A Contemporary Report from
the Illustrated London News at the time

ILN Albert Institute

The opening ceremony for Royal Albert Institute. This engraving from 'The Graphic' of January 17th 1880

The Prince of Wales opened the new building of the Albert Institute of Windsor and Eton last Saturday. The Windsor and Eton Mechanics Institute has existed many years. The edifice, in Sheet Street, Windsor, of which an illustration is given, has been named in memory of the lamented Prince Consort. Its construction, and the subscription of funds to pay for it, were chiefly promoted by the efforts of a committee, including the honorary secretary Mr. F. B. Buckland, the Rev. F. J. Rawlins, Dr. Fairbank, Captain Bulkeley, Sir George Elvey, Doctor of Music, Mr. R. Richardson-Gardner, M.P., Mr. Drew, of Eton College, and the Mayor of Windsor. The architects are Messrs. H. F. Bacon and E. Ingress Bell, of London. The building has a frontage of 70ft., and is in the later Tudor style, harmonising with other Windsor and Eton buildings. It is constructed of red brick with stone dressings and mullions, and is roofed with reddish brown tiles. Mr. Woodbridge, of Maidenhead, was the builder. There are three storeys, comprising a large hall for lectures, meetings, and entertainments, with retiring rooms, a library, reading room, ladies' reading room, museum, classrooms, committee rooms, and apartments for the keeper. In a niche over the main entrance will be placed a marble statue, by Romanelli of the late Prince Consort, which is the gift of Mrs. Richardson-Gardner. The entrance hall contains a memorial tablet, stating that the institute is designed "to aid the pursuit of knowledge and .art so loved by him." Prince Christian, on behalf of his wife, Princess Helena, laid the memorial stone in honour of her father, on March 28, last year.

Victoria and Albert

A very early photograph of Prince Albert
with Queen Victoria

The opening ceremony last Saturday was performed in a successful manner. The Prince of Wales, accompanied by Prince and Princess Christian of Schleswig-Holstein who came from Cumberland Lodge. They were received by the committee, with the Bishop of Oxford and the Dean of Windsor. The united choirs of St George's Chapel, Windsor, and of Eton College Chapel, with a string band composed of men of the 2nd Life Guards performed a special Cantata under the direction of Sir George Elvey. An address was presented to the Prince of Wales, and His Royal Highness made a suitable reply. The president of The Institute, Captain Bulkeley, was unfortunately absent from ill health. A benediction was pronounced by the Bishop and the Prince declared the opening of the new building. His Royal Highness went over it, with the committee, and then returned to London.

ILN Albert Institute 2

The imposing facade of he Royal Albert Institute at the time of its opening.
This engraving from the Illustrated London News of January 17th 1880

In 'The Graphic' magazine, also published on January 17th 1880, it is reported that The Prince of Wales, during his visit to Prince and Princess Christian at Cumberland Lodge, hunted with Mr. Garth's foxhounds. The Duke of Connaught and Strathearn and Prince Christian also joined the meet, which was at Haines Hill, near Twyford, the seat of the master of the pack. Their Royal Highnesses lunched with Mr. Garth, and afterwards, accompanied by the 'field,' which numbered 150, trotted out of the park to Charity Wood, Billingbear, where the coverts were drawn, the chase leading away in the direction of Binfield. The Princes at the close of the day's sport returned to Cumberland Lodge. The Prince also during his stay shot through the preserves in Windsor Great Park. On Saturday his Royal Highness opened the Albert Institute at Windsor, an illustration of which is given in this issue. [See above. Ed.] The Prince arrived at Marlborough House in the evening, and left on Monday for Hughenden, on a visit to the Earl of Beaconsfield.

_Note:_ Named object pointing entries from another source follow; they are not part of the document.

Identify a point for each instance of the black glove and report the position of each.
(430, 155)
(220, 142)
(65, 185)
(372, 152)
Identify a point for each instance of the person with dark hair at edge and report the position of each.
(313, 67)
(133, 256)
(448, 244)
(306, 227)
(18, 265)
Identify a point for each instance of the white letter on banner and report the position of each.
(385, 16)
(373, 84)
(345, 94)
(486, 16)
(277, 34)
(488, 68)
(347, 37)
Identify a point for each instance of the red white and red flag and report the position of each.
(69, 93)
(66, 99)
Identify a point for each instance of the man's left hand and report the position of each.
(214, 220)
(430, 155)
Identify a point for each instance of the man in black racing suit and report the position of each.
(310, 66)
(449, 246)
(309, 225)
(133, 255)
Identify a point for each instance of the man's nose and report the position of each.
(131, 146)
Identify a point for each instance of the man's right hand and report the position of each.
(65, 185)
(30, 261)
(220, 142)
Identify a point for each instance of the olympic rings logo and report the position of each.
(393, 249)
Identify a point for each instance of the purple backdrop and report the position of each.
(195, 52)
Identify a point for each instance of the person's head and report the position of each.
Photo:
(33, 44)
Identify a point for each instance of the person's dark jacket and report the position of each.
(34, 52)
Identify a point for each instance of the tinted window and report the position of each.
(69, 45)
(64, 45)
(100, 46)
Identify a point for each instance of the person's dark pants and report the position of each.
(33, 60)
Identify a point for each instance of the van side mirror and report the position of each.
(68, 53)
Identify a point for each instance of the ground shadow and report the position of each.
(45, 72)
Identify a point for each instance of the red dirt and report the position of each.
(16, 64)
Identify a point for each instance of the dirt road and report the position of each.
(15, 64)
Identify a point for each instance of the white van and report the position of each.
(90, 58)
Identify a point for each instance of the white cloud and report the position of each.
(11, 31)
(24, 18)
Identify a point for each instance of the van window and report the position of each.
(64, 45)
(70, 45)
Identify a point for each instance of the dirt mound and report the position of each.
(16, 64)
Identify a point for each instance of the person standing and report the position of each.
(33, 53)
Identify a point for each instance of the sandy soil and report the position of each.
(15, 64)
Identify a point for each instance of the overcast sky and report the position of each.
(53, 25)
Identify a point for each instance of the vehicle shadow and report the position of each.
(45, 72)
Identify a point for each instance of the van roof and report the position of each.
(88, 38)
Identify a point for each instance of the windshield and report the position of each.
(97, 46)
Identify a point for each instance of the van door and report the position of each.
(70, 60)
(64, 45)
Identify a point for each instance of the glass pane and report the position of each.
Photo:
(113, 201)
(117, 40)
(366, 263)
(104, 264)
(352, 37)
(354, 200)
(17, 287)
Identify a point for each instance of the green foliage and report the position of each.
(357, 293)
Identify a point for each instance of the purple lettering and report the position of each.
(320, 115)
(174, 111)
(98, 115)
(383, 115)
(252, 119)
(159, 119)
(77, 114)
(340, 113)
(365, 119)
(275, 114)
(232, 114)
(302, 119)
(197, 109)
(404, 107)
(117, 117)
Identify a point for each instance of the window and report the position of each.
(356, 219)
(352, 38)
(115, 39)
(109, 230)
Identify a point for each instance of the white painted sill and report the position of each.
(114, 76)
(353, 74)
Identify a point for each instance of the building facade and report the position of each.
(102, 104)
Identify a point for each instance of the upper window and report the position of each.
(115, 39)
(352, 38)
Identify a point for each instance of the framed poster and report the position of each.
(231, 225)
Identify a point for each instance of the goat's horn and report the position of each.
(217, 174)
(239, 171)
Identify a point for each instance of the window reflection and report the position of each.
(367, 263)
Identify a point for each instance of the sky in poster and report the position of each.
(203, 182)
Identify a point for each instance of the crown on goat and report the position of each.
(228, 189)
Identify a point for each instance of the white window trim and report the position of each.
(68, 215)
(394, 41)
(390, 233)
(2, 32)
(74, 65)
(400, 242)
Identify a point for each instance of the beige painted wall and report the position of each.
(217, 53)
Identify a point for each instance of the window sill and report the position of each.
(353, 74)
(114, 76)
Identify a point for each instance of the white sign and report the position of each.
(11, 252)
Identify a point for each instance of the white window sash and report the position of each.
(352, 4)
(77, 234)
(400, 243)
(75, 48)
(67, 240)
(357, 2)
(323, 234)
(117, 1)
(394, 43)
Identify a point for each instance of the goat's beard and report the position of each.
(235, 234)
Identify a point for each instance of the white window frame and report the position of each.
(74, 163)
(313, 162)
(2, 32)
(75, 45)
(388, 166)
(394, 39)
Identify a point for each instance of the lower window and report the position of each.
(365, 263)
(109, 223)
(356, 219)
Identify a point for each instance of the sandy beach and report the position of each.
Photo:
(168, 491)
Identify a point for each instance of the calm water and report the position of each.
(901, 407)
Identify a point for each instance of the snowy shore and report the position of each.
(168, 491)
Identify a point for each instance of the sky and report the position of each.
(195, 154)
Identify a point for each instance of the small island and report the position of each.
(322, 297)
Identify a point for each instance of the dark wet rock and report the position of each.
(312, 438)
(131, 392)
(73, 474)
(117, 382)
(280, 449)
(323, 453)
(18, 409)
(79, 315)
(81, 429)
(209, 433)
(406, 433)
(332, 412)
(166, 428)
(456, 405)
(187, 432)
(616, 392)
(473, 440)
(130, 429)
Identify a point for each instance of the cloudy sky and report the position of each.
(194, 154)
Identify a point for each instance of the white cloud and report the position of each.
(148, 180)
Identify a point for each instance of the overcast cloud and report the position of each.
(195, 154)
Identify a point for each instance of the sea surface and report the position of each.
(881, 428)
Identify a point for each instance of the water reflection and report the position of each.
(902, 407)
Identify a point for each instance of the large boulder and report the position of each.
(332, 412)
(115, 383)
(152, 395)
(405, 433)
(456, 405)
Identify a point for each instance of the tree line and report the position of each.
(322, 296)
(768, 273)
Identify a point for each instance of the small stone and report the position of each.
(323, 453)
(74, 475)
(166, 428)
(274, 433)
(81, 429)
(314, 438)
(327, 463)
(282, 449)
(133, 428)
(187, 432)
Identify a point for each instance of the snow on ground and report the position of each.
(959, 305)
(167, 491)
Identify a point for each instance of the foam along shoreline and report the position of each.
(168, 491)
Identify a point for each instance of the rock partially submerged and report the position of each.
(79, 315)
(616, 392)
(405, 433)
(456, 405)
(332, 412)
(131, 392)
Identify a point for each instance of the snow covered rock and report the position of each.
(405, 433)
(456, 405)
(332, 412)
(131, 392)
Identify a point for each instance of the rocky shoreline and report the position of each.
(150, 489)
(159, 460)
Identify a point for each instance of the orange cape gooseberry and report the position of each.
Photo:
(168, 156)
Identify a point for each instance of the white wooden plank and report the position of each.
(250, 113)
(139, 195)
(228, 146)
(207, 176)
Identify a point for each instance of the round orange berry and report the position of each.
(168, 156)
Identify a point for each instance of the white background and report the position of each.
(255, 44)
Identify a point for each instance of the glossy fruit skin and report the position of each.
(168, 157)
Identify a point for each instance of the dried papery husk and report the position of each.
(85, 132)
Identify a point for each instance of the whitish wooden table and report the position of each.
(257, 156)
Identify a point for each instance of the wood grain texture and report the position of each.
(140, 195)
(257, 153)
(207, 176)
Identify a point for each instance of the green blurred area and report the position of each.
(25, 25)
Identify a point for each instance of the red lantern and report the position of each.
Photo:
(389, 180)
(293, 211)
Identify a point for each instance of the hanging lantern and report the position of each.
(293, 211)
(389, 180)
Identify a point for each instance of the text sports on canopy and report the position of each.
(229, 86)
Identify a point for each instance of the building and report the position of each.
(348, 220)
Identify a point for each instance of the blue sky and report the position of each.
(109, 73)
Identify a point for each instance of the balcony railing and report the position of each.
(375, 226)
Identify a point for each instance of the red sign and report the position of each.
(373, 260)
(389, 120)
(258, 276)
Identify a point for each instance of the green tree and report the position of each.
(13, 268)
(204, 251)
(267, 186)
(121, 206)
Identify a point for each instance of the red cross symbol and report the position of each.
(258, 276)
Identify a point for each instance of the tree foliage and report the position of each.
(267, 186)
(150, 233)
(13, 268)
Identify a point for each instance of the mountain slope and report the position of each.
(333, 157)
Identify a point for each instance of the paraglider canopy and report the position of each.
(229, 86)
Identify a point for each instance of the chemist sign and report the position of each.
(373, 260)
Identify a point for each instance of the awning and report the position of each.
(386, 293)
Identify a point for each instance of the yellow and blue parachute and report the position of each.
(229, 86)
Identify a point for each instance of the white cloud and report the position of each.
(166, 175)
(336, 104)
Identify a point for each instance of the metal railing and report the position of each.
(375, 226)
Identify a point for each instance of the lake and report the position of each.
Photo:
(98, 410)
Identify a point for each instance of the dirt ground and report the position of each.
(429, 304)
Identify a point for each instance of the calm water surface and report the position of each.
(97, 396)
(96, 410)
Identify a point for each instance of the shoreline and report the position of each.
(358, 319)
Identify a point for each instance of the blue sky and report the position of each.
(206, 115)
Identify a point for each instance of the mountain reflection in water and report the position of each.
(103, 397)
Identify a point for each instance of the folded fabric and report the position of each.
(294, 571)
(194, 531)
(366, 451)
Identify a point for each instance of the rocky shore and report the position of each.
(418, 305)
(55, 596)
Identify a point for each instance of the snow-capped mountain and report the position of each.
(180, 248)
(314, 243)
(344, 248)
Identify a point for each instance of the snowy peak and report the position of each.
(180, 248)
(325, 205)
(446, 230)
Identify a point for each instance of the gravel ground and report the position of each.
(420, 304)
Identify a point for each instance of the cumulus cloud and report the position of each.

Marshall's Guide to Windsor dating from the earliest years of the reign of George V, features the following description.


This handsome building was erected as a memorial to the late Prince Consort, at a cost of about £6,000. It is situate in Sheet Street, and is constructed of red brick with stone dressings, in the style of the English gothic architecture of the 15th century. It has a frontage of 90 feet, and contains a: large Concert or Lecture Hall, 33 feet by 66 feet, Reading Rooms, Library, Museum, Art and Glass Rooms, Ladies' retiring rooms, lavatories, etc. The Foundation Stone was laid by Prince Christian, March 28th, 1879, and the building was opened by the Prince of Wales, January 10th, 1880.
  The Statue of the Prince, which formerly stood in a niche over the entrance, was removed to the large hall to save it from exposure to the weather. It is a splendid work of art, by Signor Romanelli, of Florence. It stands on a small pedestal, and is nearly six feet high; the position is calm and dignified, and the face is full of expression. The Prince is sculptured in white Carrara marble, dressed in the habiliments of a Knight of the Garter. A stone replica now occupies its former place.
[Following the sad demolition of the Institute in 1977, only the statue now remains in the rebuilt facade. Ed.]

Albert Institute in Sheet Steet

Sheet Street and The Royal Albert Institute in the early 1900s

Postscript: Although not named as the 'Royal' Albert Institute at the time of its opening, it seems. All Windsorians have known it as such throughout its life.

There is a rumour that has been circulating since the Institute was demolished that the facade, which should have been retained during the reconstruction behind it, mysteriously 'fell down' one night.